You have worked on tracks with Royksopp and M83 recently. How did those collaborations comes about?
Both of them liked the way I sang, so they wanted me to sing on their tracks. With Royksopp and I went to their studio and they had pretty much made the song there and then - and they told me to sing. It was fun. It felt like a challenge. I like to do a lot of different things and sometimes it's really nice. Not only am I a really big fan of Royksopp, but it is also nice to just do different stuff than what I usually do - which is have complete responsibility for a pretty big project. So to go and just be told exactly what to do, to be your best, it is very refreshing.
Watch Susanne Sundfor perform 'Running To The Sea' with Royksopp below
How was it working with M83 on the Oblivion soundtrack?

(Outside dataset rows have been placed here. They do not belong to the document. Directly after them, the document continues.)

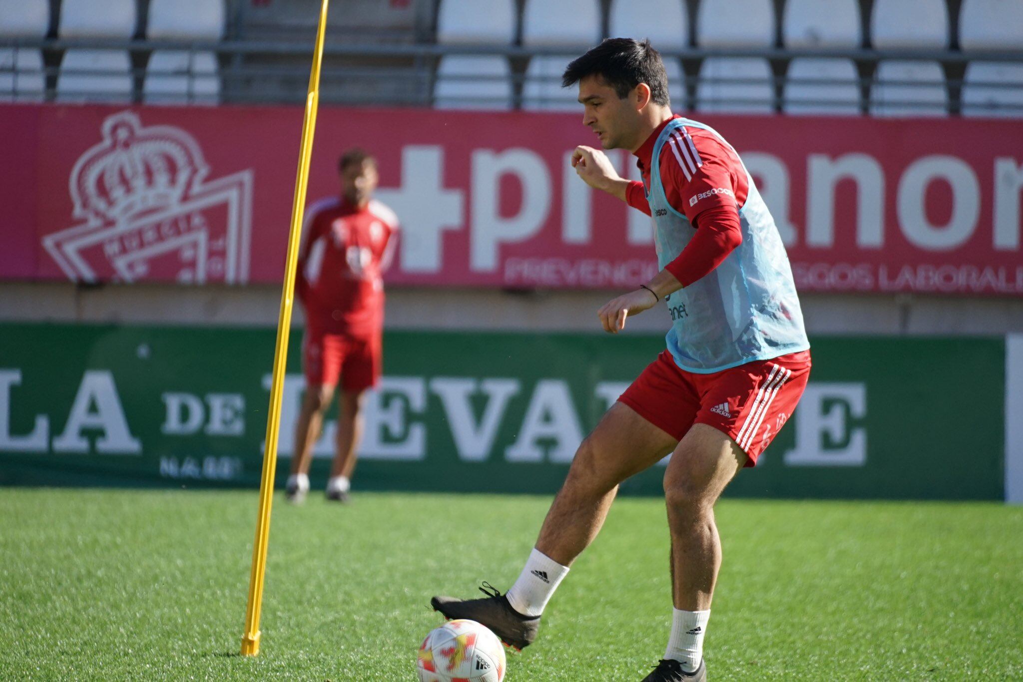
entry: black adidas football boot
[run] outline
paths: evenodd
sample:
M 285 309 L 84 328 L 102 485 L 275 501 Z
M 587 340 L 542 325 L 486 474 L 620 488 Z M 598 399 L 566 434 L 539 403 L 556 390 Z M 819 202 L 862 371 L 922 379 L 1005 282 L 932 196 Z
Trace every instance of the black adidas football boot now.
M 692 673 L 682 671 L 682 664 L 672 658 L 662 658 L 654 672 L 642 678 L 642 682 L 707 682 L 707 662 Z
M 494 589 L 490 583 L 480 588 L 486 597 L 482 599 L 455 599 L 454 597 L 434 597 L 430 605 L 449 621 L 465 619 L 476 621 L 490 628 L 495 635 L 514 649 L 523 650 L 536 639 L 540 628 L 540 617 L 523 616 L 511 608 L 507 598 Z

Anthony Gonzales wanted a voice that could be a bit dramatic. He wanted dramatic vocal. I went to LA, we worked on the song for a day and then we recorded it. The track is so epic, I really like it. I'm such a huge fan of M83 so to work with him was amazing. He is such a cool guy.
Did you ever think your career path you lead you to be working on a Tom Cruise movie soundtrack?
It is so LA. I didn't expect that at all. I am a Tom Cruise fan though, I love Eyes Wide Shut.
Listen to M83 and Susanne Sundfor's new track 'Oblivion' below
Thank you very much Susanne Sundfor. Her three albums - Take One, The Brothel and A Night At The Salle Playel are out now.